Tellement mieux le flash, tellement mieux. Sales cons minables, vous osez vous défoncer en écoutant Dylan et Lay, Lady Lay. Vous êtes obscènes. Lui, il a ses emmerdes aussi, il doit vivre avec son génie - chose jamais facile, demande à Baudelaire, demande à Garrel, demande à Romain Gary et demande à Eustache - avec ses problèmes conjugaux.
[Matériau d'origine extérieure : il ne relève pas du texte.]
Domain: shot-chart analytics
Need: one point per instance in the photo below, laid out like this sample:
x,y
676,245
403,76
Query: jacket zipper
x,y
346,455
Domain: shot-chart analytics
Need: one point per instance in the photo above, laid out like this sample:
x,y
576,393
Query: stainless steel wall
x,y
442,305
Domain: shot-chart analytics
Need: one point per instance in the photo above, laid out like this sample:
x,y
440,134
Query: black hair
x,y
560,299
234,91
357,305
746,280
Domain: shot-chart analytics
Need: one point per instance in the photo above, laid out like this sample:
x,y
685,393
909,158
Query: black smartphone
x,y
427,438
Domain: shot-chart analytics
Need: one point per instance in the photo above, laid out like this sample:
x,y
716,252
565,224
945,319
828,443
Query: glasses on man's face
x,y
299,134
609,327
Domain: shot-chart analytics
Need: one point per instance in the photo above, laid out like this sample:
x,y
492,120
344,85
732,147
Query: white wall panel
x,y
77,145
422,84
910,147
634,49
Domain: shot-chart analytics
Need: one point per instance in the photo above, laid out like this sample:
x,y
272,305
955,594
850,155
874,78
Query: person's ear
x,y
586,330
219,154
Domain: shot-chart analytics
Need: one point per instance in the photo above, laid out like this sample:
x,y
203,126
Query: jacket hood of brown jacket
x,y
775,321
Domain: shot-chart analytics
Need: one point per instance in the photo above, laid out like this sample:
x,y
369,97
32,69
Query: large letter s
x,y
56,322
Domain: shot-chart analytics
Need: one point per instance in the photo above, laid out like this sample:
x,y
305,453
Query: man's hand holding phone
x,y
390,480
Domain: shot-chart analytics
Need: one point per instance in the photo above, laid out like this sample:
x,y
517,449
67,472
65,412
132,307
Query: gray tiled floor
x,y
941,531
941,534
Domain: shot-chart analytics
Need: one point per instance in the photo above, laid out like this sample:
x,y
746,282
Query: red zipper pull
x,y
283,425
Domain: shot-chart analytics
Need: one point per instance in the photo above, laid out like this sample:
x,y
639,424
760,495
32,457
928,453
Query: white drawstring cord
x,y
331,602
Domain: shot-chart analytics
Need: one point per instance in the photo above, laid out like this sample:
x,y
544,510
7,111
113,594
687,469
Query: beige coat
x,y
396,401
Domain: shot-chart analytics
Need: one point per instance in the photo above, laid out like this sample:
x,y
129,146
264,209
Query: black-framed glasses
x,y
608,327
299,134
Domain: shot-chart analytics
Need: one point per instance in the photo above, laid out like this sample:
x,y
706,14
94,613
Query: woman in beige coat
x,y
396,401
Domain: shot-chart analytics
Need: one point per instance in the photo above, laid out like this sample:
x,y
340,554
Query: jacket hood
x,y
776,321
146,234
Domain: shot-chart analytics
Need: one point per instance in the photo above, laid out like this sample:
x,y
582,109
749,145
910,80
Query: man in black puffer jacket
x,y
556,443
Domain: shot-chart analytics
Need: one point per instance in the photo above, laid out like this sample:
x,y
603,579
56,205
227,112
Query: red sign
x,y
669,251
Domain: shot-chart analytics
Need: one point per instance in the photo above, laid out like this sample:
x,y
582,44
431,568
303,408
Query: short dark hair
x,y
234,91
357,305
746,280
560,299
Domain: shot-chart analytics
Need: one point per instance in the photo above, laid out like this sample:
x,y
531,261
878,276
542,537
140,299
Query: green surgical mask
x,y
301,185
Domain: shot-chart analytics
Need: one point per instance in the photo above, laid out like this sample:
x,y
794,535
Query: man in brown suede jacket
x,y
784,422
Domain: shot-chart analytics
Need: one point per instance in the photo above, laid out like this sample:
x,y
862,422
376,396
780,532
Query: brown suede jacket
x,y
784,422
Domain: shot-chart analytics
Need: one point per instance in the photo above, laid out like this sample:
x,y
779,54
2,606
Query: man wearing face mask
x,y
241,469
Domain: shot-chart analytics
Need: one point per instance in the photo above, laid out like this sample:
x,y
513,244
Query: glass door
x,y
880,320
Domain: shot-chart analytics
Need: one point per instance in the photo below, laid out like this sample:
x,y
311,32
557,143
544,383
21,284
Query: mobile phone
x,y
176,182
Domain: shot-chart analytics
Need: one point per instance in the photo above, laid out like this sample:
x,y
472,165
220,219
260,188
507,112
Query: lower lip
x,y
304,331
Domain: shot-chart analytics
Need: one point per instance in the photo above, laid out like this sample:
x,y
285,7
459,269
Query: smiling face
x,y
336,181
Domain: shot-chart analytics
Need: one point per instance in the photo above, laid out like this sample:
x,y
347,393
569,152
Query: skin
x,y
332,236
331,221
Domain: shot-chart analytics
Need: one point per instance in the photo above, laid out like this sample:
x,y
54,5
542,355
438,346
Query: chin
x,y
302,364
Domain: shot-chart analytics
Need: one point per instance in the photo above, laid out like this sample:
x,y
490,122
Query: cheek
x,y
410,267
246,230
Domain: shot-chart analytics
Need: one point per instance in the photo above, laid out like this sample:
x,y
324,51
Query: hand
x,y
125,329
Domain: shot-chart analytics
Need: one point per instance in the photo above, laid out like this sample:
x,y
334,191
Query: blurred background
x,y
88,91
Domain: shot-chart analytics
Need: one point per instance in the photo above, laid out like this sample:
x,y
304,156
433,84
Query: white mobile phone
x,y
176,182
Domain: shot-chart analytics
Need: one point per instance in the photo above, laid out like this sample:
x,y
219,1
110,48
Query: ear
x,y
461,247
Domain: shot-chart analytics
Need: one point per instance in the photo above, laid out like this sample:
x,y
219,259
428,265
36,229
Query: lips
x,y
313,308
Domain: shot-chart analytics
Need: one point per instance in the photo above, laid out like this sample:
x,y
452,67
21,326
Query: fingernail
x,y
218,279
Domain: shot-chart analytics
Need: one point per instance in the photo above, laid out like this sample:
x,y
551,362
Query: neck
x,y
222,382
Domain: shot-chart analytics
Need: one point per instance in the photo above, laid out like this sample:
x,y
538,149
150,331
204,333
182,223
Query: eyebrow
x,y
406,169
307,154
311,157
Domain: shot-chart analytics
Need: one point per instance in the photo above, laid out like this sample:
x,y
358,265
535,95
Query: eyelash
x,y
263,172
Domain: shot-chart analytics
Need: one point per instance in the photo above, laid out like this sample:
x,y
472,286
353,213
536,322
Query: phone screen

Et il bosse, le mec. Il est sur pied tous les jours, pour chanter Hurricane Carter pour vous. Vous êtes obscènes. (Putain, elle nous emmerde, mettons sa lettre dans les chiottes). Rien à foutre. Elle est vraiment trop square). D’accord, j’ai rien dit. Mais j’ai quand même envie de causer encore. Vous me casseriez la gueule ? Essaie donc : Pierrot mon Loulou élu viendra te saluer. Certains amis au teint basané me trouvent assez sympathique. Vous vous défoncez avec Sonny Criss ? Je vous l’interdis.


Interdis. C’était mon copain, et il essayait avec moi de vous décrocher. Et il jouait presque aussi bien que Yardbird Parker qui, sur son lit de mort, suppliait les jeunes musiciens de le croire quand il disait que son génie ne venait pas du cheval. Ça venait de son génie et de ses efforts au-delà du possible. Point c’est tout. Il travaillait. Ça s’apprend le sax. Tu te shootes avec Miles ? Ça se travaille la trompette. Des heures et des années chaque jour. Paul Desmond vous branche ? Moi aussi. Il fumait même pas les joints (à propos, puisque vous êtes tous si together, savez-vous qu’il vient de mourir avant la cinquantaine… de cancer ?). Et il est sublime Mick Jagger. Et Keith peut-être plus. Et ils se donnent à ne plus en finir pour vous. Et gracias, de nada, vous restez contre le mur avec le garrot, trop défoncé pour l’enlever.


Et Bobby Marley ? Qui ne l’aime pas ? Et il fait de la musique et de la politique, et il risque sa vie. Sniffette, sniffette. Et n’écoutez plus, je vous en prie, mon ami Memphis Slim. On est cool, huh ? (Elle peut pas la fermer celle-là. Pour qui elle se prend ? Pour une girl-scout ?). Et Hakim Jamal ?, cousin de Malcom X, ex-toxico, taulard, Muslim noir, plus bel homme qui a jamais marché sur la terre : il est mort mon Jamal - huit balles dans le ventre. Trois junkies revenus du Vietnam l’ont fait. Vietnam. OK (circonstance atténuante), mais vous m’avez tué Jamal. Oh, t’en fais pas, je fais pas du racisme à l’envers. J’ai connu des salauds et des minables, des crados et des paresseux de toutes les couleurs.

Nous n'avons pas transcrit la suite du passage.